Embedding a differentiable mel-cepstral synthesis filter
to a neural speech synthesis system
Abstract
This paper integrates a classic mel-cepstral synthesis filter into a modern neural speech synthesis system towards end-to-end controllable speech synthesis. Since the mel-cepstral synthesis filter is explicitly embedded in neural waveform models in the proposed system, both voice characteristics and the pitch of synthesized speech are highly controlled via a frequency warping parameter and fundamental frequency, respectively. We implement the mel-cepstral synthesis filter as a differentiable and GPU-friendly module to enable the acoustic and waveform models in the proposed system to be simultaneously optimized in an end-to-end manner. Experiments show that the proposed system improves speech quality from a baseline system maintaining controllability. The core PyTorch modules used in the experiments will be publicly available on GitHub111https://github.com/sp-nitech/diffsptk.
Index Terms— Speech synthesis, neural networks, mel-cepstrum, MLSA filter, end-to-end training
1 Introduction
In statistical parametric speech synthesis [1], linear time-variant synthesis filters such as line spectral pairs (LSP) synthesis filter [2], mel-cepstral synthesis filter [3], and WORLD vocoder [4] are traditionally used as a waveform model to bridge the gap between acoustic features and the audio waveform. An important advantage of linear synthesis filters is that they can easily control voice characteristics and the pitch of synthesized speech by modifying input acoustic features. However, the speech quality is often limited due to the linearity of the filters. In 2016, the first successful neural waveform modeling, WaveNet [5], was proposed, enabling various nonlinear synthesis filters [6, 7, 8, 9] to have been intensively developed by researchers. Nonlinear neural synthesis filters outperform linear synthesis filters and can synthesize high-quality speech comparable to human speech. However, their generation of the waveform which is quite different from training data does not work well, resulting in less controllability of speech synthesis systems. The main reason is that the nonlinear synthesis filters ignore the clear relationship between acoustic features and the audio waveform, which is simply described by conventional linear synthesis filters. There have been a number of attempts to solve the problem, especially in terms of pitch [10, 11, 12]. Although they introduced special network structures against neural black-box modeling, the problem has yet to be fully solved.

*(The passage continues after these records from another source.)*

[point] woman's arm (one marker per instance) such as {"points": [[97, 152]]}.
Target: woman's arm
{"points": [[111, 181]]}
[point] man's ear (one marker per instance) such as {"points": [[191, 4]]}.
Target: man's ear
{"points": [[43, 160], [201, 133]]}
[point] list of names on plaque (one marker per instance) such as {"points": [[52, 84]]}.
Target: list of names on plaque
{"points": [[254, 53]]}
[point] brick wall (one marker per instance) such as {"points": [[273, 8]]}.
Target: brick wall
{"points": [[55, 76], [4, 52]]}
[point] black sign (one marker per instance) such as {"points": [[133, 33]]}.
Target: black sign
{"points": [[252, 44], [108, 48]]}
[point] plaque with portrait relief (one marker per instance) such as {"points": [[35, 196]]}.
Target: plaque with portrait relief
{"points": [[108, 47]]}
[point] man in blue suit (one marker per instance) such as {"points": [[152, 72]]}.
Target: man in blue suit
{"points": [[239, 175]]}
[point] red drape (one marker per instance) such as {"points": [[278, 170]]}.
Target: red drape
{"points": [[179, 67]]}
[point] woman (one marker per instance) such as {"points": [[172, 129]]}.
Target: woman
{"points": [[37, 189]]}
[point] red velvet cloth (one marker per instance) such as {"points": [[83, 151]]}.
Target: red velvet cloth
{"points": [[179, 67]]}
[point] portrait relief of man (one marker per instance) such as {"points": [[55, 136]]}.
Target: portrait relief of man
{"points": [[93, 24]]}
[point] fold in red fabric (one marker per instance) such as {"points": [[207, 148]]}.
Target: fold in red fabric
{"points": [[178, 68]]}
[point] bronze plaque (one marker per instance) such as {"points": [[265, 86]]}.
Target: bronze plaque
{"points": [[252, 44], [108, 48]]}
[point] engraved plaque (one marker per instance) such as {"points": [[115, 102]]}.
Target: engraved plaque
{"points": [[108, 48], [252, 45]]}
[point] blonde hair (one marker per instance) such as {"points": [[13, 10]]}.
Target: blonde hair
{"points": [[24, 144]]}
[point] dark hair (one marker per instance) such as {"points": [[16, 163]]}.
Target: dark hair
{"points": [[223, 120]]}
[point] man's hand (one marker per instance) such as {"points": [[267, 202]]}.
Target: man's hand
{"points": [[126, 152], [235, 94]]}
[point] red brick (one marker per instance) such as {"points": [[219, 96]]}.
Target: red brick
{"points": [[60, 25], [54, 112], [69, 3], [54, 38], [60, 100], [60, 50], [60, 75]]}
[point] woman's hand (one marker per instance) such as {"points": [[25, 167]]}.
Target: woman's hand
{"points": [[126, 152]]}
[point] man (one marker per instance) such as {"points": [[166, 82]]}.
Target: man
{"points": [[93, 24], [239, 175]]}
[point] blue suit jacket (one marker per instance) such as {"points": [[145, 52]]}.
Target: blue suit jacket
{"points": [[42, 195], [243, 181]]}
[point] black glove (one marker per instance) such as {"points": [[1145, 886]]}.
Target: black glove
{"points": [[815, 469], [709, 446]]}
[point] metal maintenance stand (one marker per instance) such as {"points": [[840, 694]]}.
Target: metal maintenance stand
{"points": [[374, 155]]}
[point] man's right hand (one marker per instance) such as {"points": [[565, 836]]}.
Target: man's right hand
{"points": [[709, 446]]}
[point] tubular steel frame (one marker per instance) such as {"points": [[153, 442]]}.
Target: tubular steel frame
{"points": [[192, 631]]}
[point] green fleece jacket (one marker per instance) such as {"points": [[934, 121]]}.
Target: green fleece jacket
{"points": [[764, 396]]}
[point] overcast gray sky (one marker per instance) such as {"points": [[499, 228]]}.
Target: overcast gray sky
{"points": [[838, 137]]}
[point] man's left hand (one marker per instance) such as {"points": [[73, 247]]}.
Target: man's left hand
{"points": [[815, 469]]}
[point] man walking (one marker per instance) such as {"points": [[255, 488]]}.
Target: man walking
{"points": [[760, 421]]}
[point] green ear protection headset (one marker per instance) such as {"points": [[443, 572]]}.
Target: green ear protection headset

In this paper, to take the advantage of both linear and nonlinear synthesis filters, we embed a mel-cepstral synthesis filter in a neural speech synthesis system. The main advantages of the proposed system are as follows: 1) Voice characteristics and the pitch of synthesized speech can be easily modified in the same manner as using the conventional mel-cepstral synthesis filter. 2) Since the embedded filter is essentially differentiable, speech waveform can be accurately modeled by the simultaneous optimization of the neural waveform model and the neural acoustic model that predicts acoustic features from text. 3) The neural waveform model is enough to have less trainable parameters because the mel-cepstral synthesis filter captures the rough relationship between acoustic features and the audio waveform. The proposed system may not require a complex training strategy such as using generative adversarial networks (GANs) [7] because the rough relationship is already constructed by the embedded filter without training.
The main concern about the proposed system is how to implement the mel-cepstral synthesis filter as a differentiable parallel processing module for efficient model training. Usually, the mel-cepstral synthesis filter is widely implemented as an infinite impulse response (IIR) filter [3]. This recursive property is not suitable for parallel processing. We solve the problem by formulating the mel-cepstral synthesis filter as cascaded finite impulse response (FIR) filters, i.e., stacked time-variant convolutional layers.
2 Related work
Tokuda and Zen [13, 14] combined a neural acoustic model and a cepstral synthesis filter [15]. The acoustic model was trained by directly maximizing the likelihood of waveform rather than minimizing cepstral distance. The speech quality was still limited due to the linearity of the cepstral synthesis filter. LPCNet [6] combined an all-pole filter with recurrent neural networks for fast waveform generation. ExcitNet [16] also used an all-pole filter as the backend of waveform generation. They did not introduce a specific signal-processing structure into their excitation generation modules.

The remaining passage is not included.